README.md

May 16, 2026 · View on GitHub

AnyCrawl

AnyCrawl

AnyCrawl

Fast Scalable Web Crawling Site Crawling SERP Multi Threading Multi Process Batch Tasks

License: MIT PRs Welcome LLM Ready Documentation

X

Node.js TypeScript Redis

Sponsors

SwiftProxy

Swiftproxy(https://www.swiftproxy.net/?ref=AnyCrawl) — High-performance residential proxies built for scraping, automation, and large-scale data collection. Access 80M+ rotating residential IPs across 195+ countries with stable connections, high anonymity, and developer-friendly integration. Ideal for AI agents, crawlers, browser automation, and anti-bot bypass workflows. Free trial available.
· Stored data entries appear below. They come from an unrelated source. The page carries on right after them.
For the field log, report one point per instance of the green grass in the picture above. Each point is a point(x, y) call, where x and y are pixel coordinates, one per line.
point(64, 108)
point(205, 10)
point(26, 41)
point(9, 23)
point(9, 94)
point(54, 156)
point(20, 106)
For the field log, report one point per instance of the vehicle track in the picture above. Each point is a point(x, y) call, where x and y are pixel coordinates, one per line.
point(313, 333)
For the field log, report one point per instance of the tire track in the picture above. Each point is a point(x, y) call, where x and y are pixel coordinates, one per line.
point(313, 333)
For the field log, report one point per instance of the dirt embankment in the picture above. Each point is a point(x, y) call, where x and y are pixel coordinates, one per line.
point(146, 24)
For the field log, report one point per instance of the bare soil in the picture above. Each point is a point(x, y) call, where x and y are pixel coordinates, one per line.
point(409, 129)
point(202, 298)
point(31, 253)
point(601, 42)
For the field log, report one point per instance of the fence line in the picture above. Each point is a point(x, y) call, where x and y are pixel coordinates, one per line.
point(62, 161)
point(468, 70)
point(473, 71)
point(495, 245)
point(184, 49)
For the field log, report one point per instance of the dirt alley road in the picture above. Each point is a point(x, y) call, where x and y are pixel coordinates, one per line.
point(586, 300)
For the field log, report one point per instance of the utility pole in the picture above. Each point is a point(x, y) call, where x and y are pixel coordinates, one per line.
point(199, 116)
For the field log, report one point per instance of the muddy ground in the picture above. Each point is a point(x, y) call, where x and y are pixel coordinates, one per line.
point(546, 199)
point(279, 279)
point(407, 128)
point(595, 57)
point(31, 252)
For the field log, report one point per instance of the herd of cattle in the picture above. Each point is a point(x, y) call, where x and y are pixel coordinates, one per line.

Use code PROXY90 for an exclusive 10% discount.

Atlas Cloud

AtlasCloud(https://www.atlascloud.ai/?utm_source=github&utm_medium=sponsor&utm_campaign=AnyCrawl) — Atlas Cloud gives developers one API for 300 plus models, covering video, image, and LLM. It includes DeepSeek, GPT, Claude, Flux, Kling, and Seedance.

📖 Overview

AnyCrawl is a high‑performance crawling and scraping toolkit:

  • SERP crawling: multiple search engines, batch‑friendly
  • Web scraping: single‑page content extraction
  • Site crawling: full‑site traversal and collection
  • High performance: multi‑threading / multi‑process
  • Batch tasks: reliable and efficient
  • AI extraction: LLM‑powered structured data (JSON) extraction from pages

LLM‑friendly. Easy to integrate and use.

🚀 Quick Start

📖 See full docs: Docs

Generate an API Key (self-host)

If you enable authentication (ANYCRAWL_API_AUTH_ENABLED=true), generate an API key:

pnpm --filter api key:generate
# optionally name the key
pnpm --filter api key:generate -- default

The command prints uuid, key and credits. Use the printed key as a Bearer token.

Run Inside Docker

If running AnyCrawl via Docker:

  • Docker Compose:
docker compose exec api pnpm --filter api key:generate
docker compose exec api pnpm --filter api key:generate -- default
  • Single container (replace <container_name_or_id>):
docker exec -it <container_name_or_id> pnpm --filter api key:generate
docker exec -it <container_name_or_id> pnpm --filter api key:generate -- default

📚 Usage Examples

💡 Use the Playground to test APIs and generate code in your preferred language.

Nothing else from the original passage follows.